The Tribe finally looked like it had a breakthrough in the top of the ninth inning. Lonnie Chisenhall singled and moved up to second on a sac bunt from Coco Crisp. The Twins then opted to intentionally walk pinch-hitter Tyler Naquin, pitting Davis against reliever Brandon Kintzler.
Davis sliced a pitch hard down the right-field line, where Minnesota’s Max Kepler sprinted in pursuit of the ball. If it dropped in, Davis would have likely had at least a double and one, maybe two runs, would’ve scored for the Tribe. The ball never hit the ground.
According to Statcast, Kepler covered 70 feet and hit a top speed of 18.7 mph. The right fielder, who has killed Cleveland with his bat all year, used an all-out dive to snare the ball with his glove. It was a game-saving catch.
It was also a bit of payback for Kepler. On Friday night, he hit a sinking liner down the left-field line in the eighth, when the Twins were trying to cut into the Tribe’s 5-4 lead. On that play, it was Davis who made a highlight-reel diving catch to rob Kepler of an extra-base hit and a potential Minnesota rally.
“Those are plays that save you a games,” Francona said of Kepler’s catch. “That was a really nice play.”
Stay tuned for more…
FIRST: And then there were three. After what happened Friday night, Cleveland’s rotation consists of Corey Kluber, Carlos Carrasco, Trevor Bauer and a whole lot of uncertainty.
The Indians did not need this. After the fourth inning against the Twins, right-hander Danny Salazar complained of tightness in his forearm.
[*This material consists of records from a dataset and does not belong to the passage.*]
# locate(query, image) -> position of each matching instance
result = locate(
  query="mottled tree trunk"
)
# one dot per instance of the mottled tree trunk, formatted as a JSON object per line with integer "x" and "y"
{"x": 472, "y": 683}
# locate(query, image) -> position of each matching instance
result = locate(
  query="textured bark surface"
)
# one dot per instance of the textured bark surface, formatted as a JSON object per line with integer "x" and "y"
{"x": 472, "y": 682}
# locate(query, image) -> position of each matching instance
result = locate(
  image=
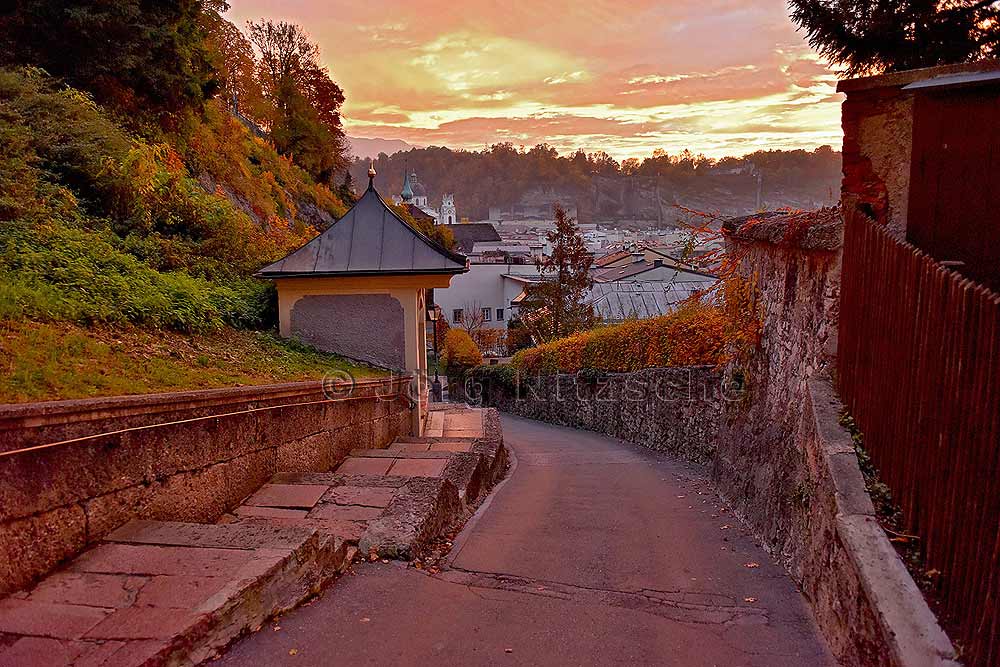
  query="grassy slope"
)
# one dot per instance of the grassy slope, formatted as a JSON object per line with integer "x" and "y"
{"x": 126, "y": 260}
{"x": 44, "y": 361}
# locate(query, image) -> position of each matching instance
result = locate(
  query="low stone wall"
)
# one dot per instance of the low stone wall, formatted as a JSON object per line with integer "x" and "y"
{"x": 73, "y": 471}
{"x": 677, "y": 410}
{"x": 790, "y": 470}
{"x": 864, "y": 600}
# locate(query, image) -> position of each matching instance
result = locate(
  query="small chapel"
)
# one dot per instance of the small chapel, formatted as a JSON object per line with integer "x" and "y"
{"x": 360, "y": 289}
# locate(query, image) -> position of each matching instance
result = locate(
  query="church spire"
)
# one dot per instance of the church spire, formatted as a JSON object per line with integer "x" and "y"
{"x": 407, "y": 194}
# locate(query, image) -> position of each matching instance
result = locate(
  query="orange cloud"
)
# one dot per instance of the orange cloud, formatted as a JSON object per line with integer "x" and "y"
{"x": 716, "y": 77}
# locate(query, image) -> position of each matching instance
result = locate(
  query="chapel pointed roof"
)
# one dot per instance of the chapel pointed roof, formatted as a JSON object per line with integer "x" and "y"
{"x": 370, "y": 239}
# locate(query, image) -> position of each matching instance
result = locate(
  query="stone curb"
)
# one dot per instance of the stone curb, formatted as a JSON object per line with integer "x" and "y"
{"x": 906, "y": 629}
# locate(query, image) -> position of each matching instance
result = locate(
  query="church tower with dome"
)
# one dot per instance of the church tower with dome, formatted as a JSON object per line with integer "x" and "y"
{"x": 414, "y": 197}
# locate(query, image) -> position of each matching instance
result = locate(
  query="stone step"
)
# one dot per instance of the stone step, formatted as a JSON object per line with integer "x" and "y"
{"x": 400, "y": 454}
{"x": 393, "y": 516}
{"x": 159, "y": 593}
{"x": 425, "y": 445}
{"x": 435, "y": 425}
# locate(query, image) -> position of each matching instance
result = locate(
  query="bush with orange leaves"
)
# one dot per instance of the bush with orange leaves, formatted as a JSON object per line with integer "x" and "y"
{"x": 459, "y": 352}
{"x": 695, "y": 334}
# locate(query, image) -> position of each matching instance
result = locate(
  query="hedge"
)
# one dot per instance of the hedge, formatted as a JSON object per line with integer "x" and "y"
{"x": 693, "y": 335}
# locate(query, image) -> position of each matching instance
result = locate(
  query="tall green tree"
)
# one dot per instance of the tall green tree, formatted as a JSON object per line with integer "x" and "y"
{"x": 558, "y": 304}
{"x": 871, "y": 37}
{"x": 306, "y": 102}
{"x": 135, "y": 53}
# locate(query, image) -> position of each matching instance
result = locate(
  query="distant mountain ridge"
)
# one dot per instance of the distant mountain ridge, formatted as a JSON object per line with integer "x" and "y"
{"x": 363, "y": 147}
{"x": 513, "y": 184}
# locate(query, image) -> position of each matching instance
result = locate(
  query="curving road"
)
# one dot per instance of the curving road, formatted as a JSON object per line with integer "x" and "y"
{"x": 592, "y": 552}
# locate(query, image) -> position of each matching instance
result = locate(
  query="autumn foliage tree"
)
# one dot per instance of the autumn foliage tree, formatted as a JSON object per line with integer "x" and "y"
{"x": 304, "y": 114}
{"x": 889, "y": 35}
{"x": 557, "y": 305}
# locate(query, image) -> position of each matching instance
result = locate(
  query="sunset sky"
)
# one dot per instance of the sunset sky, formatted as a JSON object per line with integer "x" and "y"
{"x": 721, "y": 77}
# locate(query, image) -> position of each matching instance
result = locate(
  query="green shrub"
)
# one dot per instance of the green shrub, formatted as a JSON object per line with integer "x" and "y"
{"x": 58, "y": 273}
{"x": 695, "y": 334}
{"x": 98, "y": 224}
{"x": 459, "y": 353}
With a No. 5 spot currently up in the air, another bullpen day on deck for Saturday, and Cleveland approaching a likely postseason berth, this was a bad development.
Indians pitching coach Mickey Callaway shrugged when asked how concerned he is about Salazar’s injury.
“Right now, we really don’t know,” Callaway said. “We’re just waiting for him to come in tomorrow and see how he is. There’s always concern when one of your starters is feeling something.”
And this is hardly the first time Salazar has felt something this season.
Salazar had a start skipped in June due to shoulder fatigue. He was held out of the All-Star Game and then had a DL stint due to inflammation in his right elbow. Now, his forearm? They’re all connected, and it’s worrisome for a hard-throwing pitcher of Salazar’s stature.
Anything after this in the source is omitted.